Kochan la chiama la "mascherata controvoglia" per cui
"... quanto il prossimo considerava una posa da parte mia, era invece una manifestazione della necessità di affermare la mia natura genuina, mentre era per l'appunto una mascherata quello che il prossimo considerava il mio io genuino."
Ciò lo porta a considerare la vita come un palcoscenico, e man mano a confondere realtà con finzione, sentimenti autentici con costruzioni fittizie - descritte come un "sistema di mascherare intenzionalmente la mia falsità di fronte a me stesso" o "circoli perpetui di introspezione" che lo portano infine a credere di amare una ragazza, Sonoko, con le seguenti premesse:
A lungo andare la "recita" è diventata una parte integrante della mia natura, riconobbi tra me. Non è più una recita. La consapevolezza con cui continuo a camuffarmi da individuo normale ha corroso addirittura quel minimo di normalità che magari possedevo in origine, e ha finito così col farmi dire e ridire a me stesso che anche questa era una semplice parvenza di normalità. In altre parole, sto diventando una di quelle persone incapaci di credere a nulla che non sia contraffatto.

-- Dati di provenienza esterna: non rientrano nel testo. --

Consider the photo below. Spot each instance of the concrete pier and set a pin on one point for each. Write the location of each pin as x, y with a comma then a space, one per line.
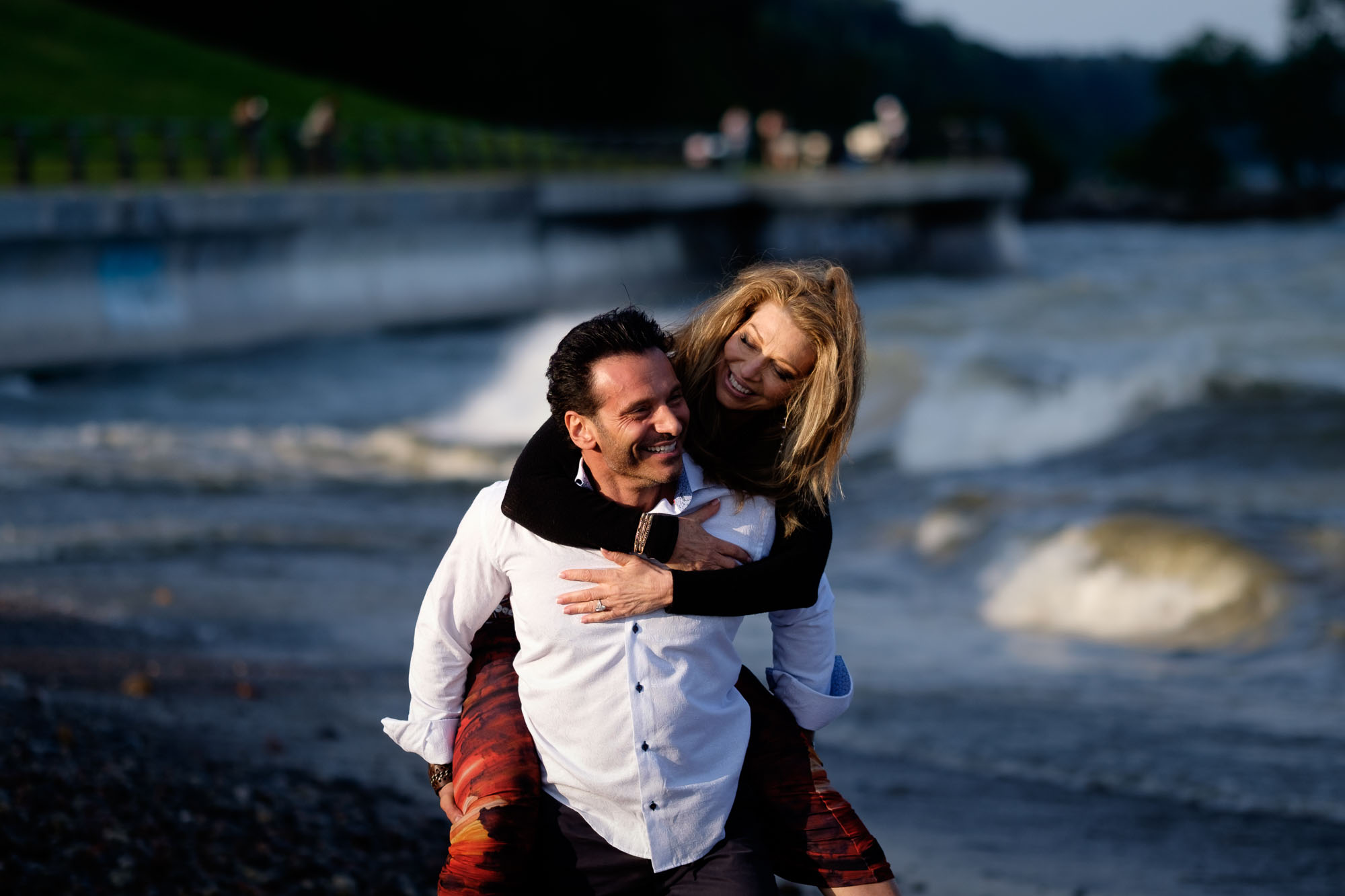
104, 275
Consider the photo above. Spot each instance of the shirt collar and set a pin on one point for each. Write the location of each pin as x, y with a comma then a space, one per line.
691, 482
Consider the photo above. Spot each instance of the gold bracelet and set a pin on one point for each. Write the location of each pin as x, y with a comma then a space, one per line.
642, 533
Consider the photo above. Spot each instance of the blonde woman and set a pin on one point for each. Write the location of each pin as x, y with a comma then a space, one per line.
773, 369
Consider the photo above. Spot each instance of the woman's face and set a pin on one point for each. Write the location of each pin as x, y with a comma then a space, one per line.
763, 361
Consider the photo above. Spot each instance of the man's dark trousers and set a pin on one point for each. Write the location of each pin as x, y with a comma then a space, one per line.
576, 861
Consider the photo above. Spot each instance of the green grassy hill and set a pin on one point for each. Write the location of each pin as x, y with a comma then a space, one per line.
73, 75
59, 61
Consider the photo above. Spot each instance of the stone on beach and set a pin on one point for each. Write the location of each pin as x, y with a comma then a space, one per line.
1140, 580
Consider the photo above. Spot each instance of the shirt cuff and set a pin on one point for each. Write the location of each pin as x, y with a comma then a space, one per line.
813, 709
432, 740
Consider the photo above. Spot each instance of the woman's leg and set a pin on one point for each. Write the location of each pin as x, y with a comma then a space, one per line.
814, 834
497, 775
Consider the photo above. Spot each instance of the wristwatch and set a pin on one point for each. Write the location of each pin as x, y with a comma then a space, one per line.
440, 775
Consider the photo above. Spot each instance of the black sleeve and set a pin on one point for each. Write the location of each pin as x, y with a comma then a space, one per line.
544, 498
786, 579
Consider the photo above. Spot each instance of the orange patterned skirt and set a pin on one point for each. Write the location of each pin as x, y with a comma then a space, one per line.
814, 834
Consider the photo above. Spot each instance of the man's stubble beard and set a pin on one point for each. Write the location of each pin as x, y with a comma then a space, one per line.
625, 464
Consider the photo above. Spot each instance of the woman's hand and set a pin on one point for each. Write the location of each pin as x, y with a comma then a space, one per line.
699, 549
636, 587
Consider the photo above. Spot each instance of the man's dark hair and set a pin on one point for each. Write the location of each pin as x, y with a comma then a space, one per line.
622, 331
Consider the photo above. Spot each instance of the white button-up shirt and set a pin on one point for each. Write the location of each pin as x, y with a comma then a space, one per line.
638, 723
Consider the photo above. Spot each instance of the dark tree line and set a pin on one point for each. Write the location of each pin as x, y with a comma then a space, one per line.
1225, 107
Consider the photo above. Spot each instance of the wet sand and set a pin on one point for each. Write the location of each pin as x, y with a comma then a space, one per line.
278, 754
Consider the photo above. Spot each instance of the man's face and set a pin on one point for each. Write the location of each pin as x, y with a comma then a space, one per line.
641, 417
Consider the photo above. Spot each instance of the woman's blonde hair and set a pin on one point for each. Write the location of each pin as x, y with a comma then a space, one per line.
792, 455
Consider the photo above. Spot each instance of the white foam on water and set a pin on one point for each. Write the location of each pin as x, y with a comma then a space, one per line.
974, 412
1136, 581
513, 404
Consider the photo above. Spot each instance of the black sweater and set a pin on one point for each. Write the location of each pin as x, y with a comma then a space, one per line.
543, 498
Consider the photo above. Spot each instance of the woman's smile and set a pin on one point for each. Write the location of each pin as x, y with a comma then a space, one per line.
763, 361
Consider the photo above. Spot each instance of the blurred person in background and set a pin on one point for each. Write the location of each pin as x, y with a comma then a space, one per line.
318, 135
773, 369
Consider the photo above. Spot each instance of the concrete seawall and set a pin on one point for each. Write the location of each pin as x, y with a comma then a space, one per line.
89, 276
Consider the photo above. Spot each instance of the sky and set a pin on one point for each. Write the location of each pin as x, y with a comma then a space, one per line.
1152, 28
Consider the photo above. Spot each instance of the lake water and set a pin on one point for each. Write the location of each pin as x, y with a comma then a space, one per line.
1188, 374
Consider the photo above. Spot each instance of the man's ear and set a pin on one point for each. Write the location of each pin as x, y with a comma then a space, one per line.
582, 431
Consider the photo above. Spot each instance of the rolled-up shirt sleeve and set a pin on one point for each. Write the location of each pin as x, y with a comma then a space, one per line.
808, 676
466, 588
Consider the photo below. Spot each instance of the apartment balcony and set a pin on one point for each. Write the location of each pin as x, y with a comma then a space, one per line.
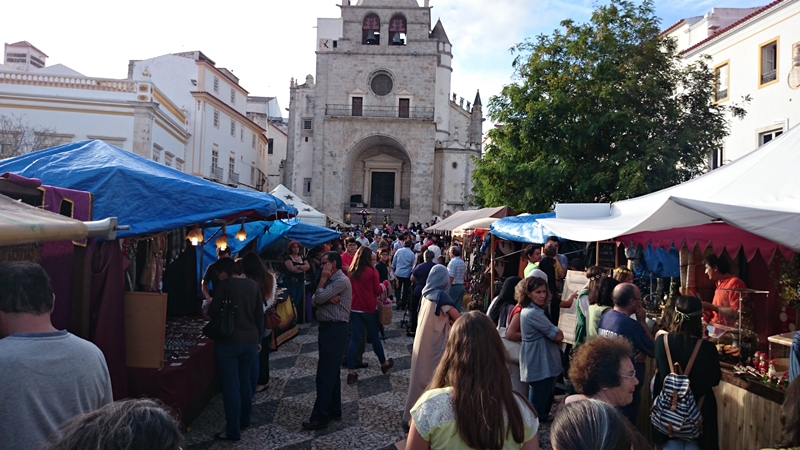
216, 173
384, 112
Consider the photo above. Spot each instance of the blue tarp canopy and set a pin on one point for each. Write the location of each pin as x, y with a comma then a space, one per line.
266, 234
523, 228
148, 196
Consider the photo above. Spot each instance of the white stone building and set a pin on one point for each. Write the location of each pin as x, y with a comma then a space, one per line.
755, 53
224, 145
379, 126
132, 114
266, 112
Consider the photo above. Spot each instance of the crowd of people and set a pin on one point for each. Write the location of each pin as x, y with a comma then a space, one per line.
477, 380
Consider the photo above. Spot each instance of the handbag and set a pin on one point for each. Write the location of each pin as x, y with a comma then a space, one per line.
271, 318
222, 324
512, 347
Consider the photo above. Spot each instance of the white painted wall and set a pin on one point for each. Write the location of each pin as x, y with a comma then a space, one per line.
773, 106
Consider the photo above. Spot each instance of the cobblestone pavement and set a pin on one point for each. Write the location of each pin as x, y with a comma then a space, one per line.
372, 407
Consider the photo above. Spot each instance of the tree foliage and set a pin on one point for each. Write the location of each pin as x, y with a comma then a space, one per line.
599, 112
18, 137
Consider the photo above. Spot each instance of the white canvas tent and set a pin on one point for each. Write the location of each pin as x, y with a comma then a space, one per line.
758, 193
305, 212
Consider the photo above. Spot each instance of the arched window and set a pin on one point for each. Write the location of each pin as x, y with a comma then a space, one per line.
371, 31
397, 30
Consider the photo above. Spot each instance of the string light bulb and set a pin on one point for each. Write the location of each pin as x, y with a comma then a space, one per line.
241, 234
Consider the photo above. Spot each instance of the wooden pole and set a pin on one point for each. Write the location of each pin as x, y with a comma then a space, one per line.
491, 268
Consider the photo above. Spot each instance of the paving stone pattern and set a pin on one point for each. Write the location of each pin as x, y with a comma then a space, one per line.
372, 407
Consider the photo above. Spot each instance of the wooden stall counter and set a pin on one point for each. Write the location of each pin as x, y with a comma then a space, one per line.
748, 413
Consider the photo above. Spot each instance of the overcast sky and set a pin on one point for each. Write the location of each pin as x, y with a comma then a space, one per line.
266, 42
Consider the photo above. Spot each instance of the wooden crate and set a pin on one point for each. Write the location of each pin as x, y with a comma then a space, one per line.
145, 326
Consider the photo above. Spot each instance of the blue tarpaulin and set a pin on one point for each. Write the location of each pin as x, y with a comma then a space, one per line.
266, 234
148, 196
523, 228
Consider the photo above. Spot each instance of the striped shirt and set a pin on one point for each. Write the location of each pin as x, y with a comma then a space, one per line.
458, 269
338, 284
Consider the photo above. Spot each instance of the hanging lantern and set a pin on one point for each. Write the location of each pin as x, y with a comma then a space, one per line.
195, 235
241, 234
222, 240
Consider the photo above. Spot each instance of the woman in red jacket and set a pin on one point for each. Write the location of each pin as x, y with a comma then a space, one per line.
366, 287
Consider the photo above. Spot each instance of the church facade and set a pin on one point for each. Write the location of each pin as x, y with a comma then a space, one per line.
378, 127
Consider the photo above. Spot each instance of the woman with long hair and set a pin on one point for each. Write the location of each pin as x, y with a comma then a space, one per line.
600, 302
366, 288
602, 369
685, 332
254, 269
539, 356
437, 312
593, 274
470, 403
296, 266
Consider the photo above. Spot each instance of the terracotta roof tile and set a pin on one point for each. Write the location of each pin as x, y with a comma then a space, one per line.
734, 25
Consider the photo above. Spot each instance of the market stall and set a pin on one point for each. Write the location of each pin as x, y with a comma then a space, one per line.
754, 225
158, 203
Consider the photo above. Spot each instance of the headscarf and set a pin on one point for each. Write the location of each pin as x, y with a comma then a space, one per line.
436, 287
505, 297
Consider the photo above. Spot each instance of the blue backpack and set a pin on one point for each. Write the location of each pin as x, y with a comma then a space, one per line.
675, 412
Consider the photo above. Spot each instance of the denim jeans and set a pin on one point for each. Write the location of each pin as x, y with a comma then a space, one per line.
539, 395
457, 292
331, 342
235, 363
359, 321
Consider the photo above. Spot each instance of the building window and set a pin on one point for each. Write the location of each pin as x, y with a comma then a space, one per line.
371, 30
397, 30
381, 84
403, 108
767, 136
157, 152
357, 107
721, 82
768, 63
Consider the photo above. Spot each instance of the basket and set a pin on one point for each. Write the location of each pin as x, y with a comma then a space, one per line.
385, 314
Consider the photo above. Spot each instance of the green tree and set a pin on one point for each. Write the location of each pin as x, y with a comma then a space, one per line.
599, 112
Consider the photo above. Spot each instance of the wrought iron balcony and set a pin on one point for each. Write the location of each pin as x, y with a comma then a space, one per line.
388, 112
766, 77
216, 173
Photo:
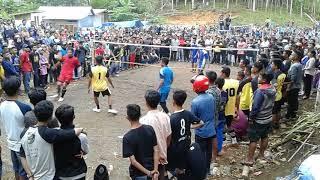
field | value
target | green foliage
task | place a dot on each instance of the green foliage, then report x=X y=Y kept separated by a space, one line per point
x=125 y=11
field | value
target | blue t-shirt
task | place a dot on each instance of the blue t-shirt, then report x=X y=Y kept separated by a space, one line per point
x=194 y=52
x=166 y=74
x=203 y=107
x=203 y=58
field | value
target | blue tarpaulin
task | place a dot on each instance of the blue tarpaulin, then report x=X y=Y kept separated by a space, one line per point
x=124 y=24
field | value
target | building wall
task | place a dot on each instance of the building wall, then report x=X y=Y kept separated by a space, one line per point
x=63 y=24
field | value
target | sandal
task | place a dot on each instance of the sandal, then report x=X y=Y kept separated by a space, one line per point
x=246 y=163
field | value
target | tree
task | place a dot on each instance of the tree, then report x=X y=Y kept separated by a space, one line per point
x=254 y=5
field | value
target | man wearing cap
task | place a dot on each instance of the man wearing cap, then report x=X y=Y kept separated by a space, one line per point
x=26 y=67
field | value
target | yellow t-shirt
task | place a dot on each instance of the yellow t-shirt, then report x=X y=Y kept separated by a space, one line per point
x=279 y=86
x=99 y=79
x=246 y=97
x=231 y=87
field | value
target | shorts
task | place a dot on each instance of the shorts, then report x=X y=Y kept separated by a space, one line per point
x=164 y=97
x=229 y=120
x=246 y=112
x=104 y=93
x=65 y=78
x=258 y=131
x=16 y=163
x=277 y=107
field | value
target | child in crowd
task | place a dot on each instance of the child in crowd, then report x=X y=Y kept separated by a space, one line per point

Ma se questo è vero, allora il mio tentativo di voler considerare una mera contraffazione esser altro che una maschera intesa a celare il mio autentico desiderio di credermi sinceramente innamorato di lei. E quindi forse sto diventando una di quelle persone incapaci di agire contrariamente alla loro natura genuina, e forse l'amo sul serio... "
La storia si sviluppa nella cornice tragica del Giappone bombardato durante la Guerra.
Abbracciati Sonoko arrossisce ed è emozionata, presa dal vortice dell'amore, Kochan rimane freddo, senza alcuna "ombra di desiderio", "assente la minima sensazione di piacere", pensa a fuggire. Successivamente è colto dal terrore, si pente, ma il giorno seguente la ribacia ma con "un bacio che daremmo a una sorella minore", costretto a simulare, incapace di tenere un comportamento dignitoso, ma abile nell'illudere e poi far soffrire la giovane e di compiacersi del "nuovo potere di tormentarla a volontà". Arido di sentimenti veri, egocentrico.
Tanto che sarà il fratello di Sonoko a dovergli scrivere una lettera pregandolo di dargli una risposta "franca, pienamente spontanea".
Ma non c'è alcuna sensibilità in Kochan, a cui la lettera desta un "banalissimo senso di superiorità". Dirà: "sono un conquistatore".
La madre, quando le racconta della lettera e delle ragioni per cui non potrebbe sposare Sonoko, gli ride francamente in faccia: "che buffa maniera di discorrere, insomma, quali sono i tuoi sentimenti genuini? Ami quella ragazza o no?"
Kochan è capace solo di borbottare e di scrivere "una lettera di rifiuto indiretto che sapeva d'artificio lontano un miglio".
In un secondo tempo rivela:
"Io volevo una prova che sua sorella era rimasta ferita almeno leggermente in quell'epoca. Volevo scoprire in lei una certa dose d'infelicità che facesse riscontro alla mia."
Il finale è criptico. Non voglio né rivelarlo né essere riduttivo nel descriverlo. Leggetelo!